Separate Bathrooms For Gay Students at School?

Homosexual and heterosexual students should have separate bathrooms and showers in Idaho schools, a Wilder Republican running for the Idaho House said Friday.

Walt Bayes, who gained notoriety two years ago by going on an anti-abortion hunger strike that lasted 59 days, said he wasn’t sure how the issue could be handled other than providing different facilities for gay and straight students in schools.
Also on agenda

Some of Walt Bayes’ other platforms:

• Make the supplying of pornography to juveniles by any person, official, librarian or institution a criminal offense.

• Require written permission from parents or guardian before supplying any sex education, contraceptive or abortion.

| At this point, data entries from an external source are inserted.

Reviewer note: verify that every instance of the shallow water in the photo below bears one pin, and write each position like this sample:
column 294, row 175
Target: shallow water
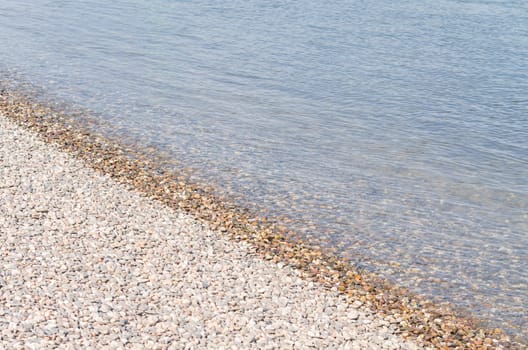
column 396, row 133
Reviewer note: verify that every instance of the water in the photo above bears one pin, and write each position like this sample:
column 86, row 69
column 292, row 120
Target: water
column 395, row 132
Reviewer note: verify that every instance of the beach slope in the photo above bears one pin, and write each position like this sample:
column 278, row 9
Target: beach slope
column 88, row 262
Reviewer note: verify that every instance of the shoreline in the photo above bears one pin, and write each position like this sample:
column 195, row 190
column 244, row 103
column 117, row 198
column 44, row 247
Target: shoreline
column 418, row 319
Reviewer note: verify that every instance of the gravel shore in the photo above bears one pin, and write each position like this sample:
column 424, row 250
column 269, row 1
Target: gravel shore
column 87, row 262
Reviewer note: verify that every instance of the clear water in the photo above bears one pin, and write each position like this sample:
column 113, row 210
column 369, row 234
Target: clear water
column 394, row 131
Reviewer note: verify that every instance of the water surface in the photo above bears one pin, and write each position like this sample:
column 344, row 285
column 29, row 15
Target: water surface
column 394, row 132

• The state shall pay equal money for equal education to all schools: public, private or home. “Give home and private schools money and they will run the unions out of town,” Bayes said.

• Wolves should be killed wherever they endanger livestock, game, pets or people. Bayes said he shot a wolf that was chasing his deer. “To me it was legal because the (Idaho) Constitutional says I have a right to protect my property,” Bayes said. He said officials decided not to prosecute him.


The topic came up after Bayes mentioned it in his campaign literature, where he wrote, “It is absolutely wrong to force any student to share the same bathrooms and showers with homosexual teachers or students.”

Bayes is a 70-year-old retired blue-collar worker and farmer. None of the three Republicans running in the Tuesday, May 27 primary against him agrees with his position.

“I don’t think it’s worth commenting on,” District 11 House Seat B incumbent Rep. Carlos Bilbao of Emmett said. “I don’t know where he’s coming off on all this.”

Bayes said that when he was 18 it would have been “an absolute catastrophe” for him to have showered with girls. But he said he wasn’t completely sure how the issue of homosexuals and heterosexuals using the same facilities in schools should be addressed.

“I don’t really have an answer for it, but we’re going to have to do something if there’s going to be a considerable number of our people who are going to go that way (homosexual),” Bayes said. “We’re going to (need) some kind of separation.”

Bayes said his main goal as a candidate is to stop abortion by having the fetus defined as a person from the moment of conception.

One of Bayes’ opponents, Steve Coyle of Star, said he did not see the need for separate facilities for gays and straights in schools. Another candidate in the race, Jeff Justus of Meridian, said the proposal was not needed.

“We have a lot more important issues than that,” Justus said.